Sulfur Dioxide in Beer

Photometric Determination of Sulfites with Ellman’s reagent


This Application Note demonstrates how the Spectroquant® Sulfite Test can be used to quantitatively determine sulfur dioxide in beer swiftly, efficiently, and reliably.

Sulfur dioxide or sulfite is contained in almost all types of beer. On the one hand, it occurs in beer as a natural result of yeast fermentation. On the other hand, it is also an agent used as an additive to preserve the beer and its raw ingredients, e.g. hops.1

Due to its characteristic property as a radical scavenger, the presence of SO2 prevents oxidative processes and also triggers the binding of carbonyl compounds, agents that cause a stale flavor in beer. Some people, however, react sensitively to SO2, showing symptoms such as nausea, vomiting, or headache.1 For this reason, some countries have defined limits that specify the maximum permissible concentration of SO2 in beer.

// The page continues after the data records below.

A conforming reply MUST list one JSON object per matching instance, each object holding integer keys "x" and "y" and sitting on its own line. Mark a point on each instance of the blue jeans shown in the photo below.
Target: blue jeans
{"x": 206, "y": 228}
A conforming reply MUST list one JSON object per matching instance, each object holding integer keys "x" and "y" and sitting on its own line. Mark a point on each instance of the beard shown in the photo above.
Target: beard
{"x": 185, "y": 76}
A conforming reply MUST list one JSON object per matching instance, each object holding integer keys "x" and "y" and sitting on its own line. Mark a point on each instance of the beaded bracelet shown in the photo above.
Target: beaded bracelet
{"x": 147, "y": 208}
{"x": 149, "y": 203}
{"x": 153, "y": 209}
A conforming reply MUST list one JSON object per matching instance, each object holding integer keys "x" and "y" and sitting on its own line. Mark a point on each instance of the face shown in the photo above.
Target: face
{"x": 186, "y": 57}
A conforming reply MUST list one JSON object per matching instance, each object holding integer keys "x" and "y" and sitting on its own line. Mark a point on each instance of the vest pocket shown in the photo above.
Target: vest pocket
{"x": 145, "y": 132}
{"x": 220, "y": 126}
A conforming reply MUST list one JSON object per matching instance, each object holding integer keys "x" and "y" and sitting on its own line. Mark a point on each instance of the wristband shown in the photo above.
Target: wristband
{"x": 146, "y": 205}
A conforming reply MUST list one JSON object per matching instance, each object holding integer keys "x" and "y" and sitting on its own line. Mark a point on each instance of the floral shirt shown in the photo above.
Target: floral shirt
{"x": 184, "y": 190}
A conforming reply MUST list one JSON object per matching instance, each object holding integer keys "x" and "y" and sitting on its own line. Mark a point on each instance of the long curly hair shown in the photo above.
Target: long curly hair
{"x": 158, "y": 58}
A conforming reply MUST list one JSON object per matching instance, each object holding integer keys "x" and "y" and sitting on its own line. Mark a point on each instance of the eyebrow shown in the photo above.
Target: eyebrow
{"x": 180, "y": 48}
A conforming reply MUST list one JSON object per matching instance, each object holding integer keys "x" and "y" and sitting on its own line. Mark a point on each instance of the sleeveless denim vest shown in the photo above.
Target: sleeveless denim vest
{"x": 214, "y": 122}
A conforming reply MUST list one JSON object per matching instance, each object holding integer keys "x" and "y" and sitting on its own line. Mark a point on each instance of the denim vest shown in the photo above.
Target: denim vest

In the EU, for example, according to Commission Regulation (EU) 2011/1129 the sulfur dioxide content may not exceed the limit of 20 mg/l SO2.2 Concentrations exceeding 10 mg/l SO2 must be indicated by the label “Contains sulfites”.3 The same mandatory declaration also applies in the USA.4

There are various analytical methods available to check the compliance with these limits. The European Brewery Con­vention (EBC) advocates a distillation method for quanti­fication, which, however, involves a high investment of time, thus making swift analysis difficult.5 A further method for the measurement of sulfur dioxide in beer – one advocated by both the EBC and the American Society of Brewing Chemists (ASBC) – is the so-called p‑rosaniline method. The disadvantage of this method is that it uses toxic, in some cases carcinogenic substances, for instance p-rosaniline, formaldehyde, and mercury chloride.6,7

The Spectroquant® Sulfite Test using the photometric DTNB method offers a swift and precise alternative to the methods named above, with the additional advantage that it does not use any carcinogenic chemicals.

Sulfite Test Method

Reagents and Accessories

Analytical approach

Sample preparation

Using the pH meter, adjust the pH of approx. 20 mL of fresh, cooled beer (4–8 °C) to 6.5–7.5 with sodium hydroxide solution. This operation should be carried out swiftly to avoid oxidation of SO2 with atmospheric oxygen. It is not necessary to bring the sample to a specific temperature before the analysis. To avoid incorrect results, check the sulfite content with the MQuant® Sulfite Test. Samples containing more than 60.0 mg/L SO32- must be diluted with water for analysis or distilled water.


Zero adjustment:

It is recommended to zero the system each new working day using the same 10-mm rectangular cell that is used for measuring the sample and the sample blank. Please refer to the instrument manual for details on how to zero the system.

Sample blank:

The sample blank must be measured before performing the measurement of the sample itself. This step is necessary to compensate for the intrinsic color of the beer. Prepare the sample blank by mixing 8 mL of water for analysis and 2 mL of the beer sample, previously adjusted to pH 6.5–7.5. Transfer the mixture into a 10-mm rectangular cell bubble-free. Please refer to the instrument manual for details on how to measure the sample blank.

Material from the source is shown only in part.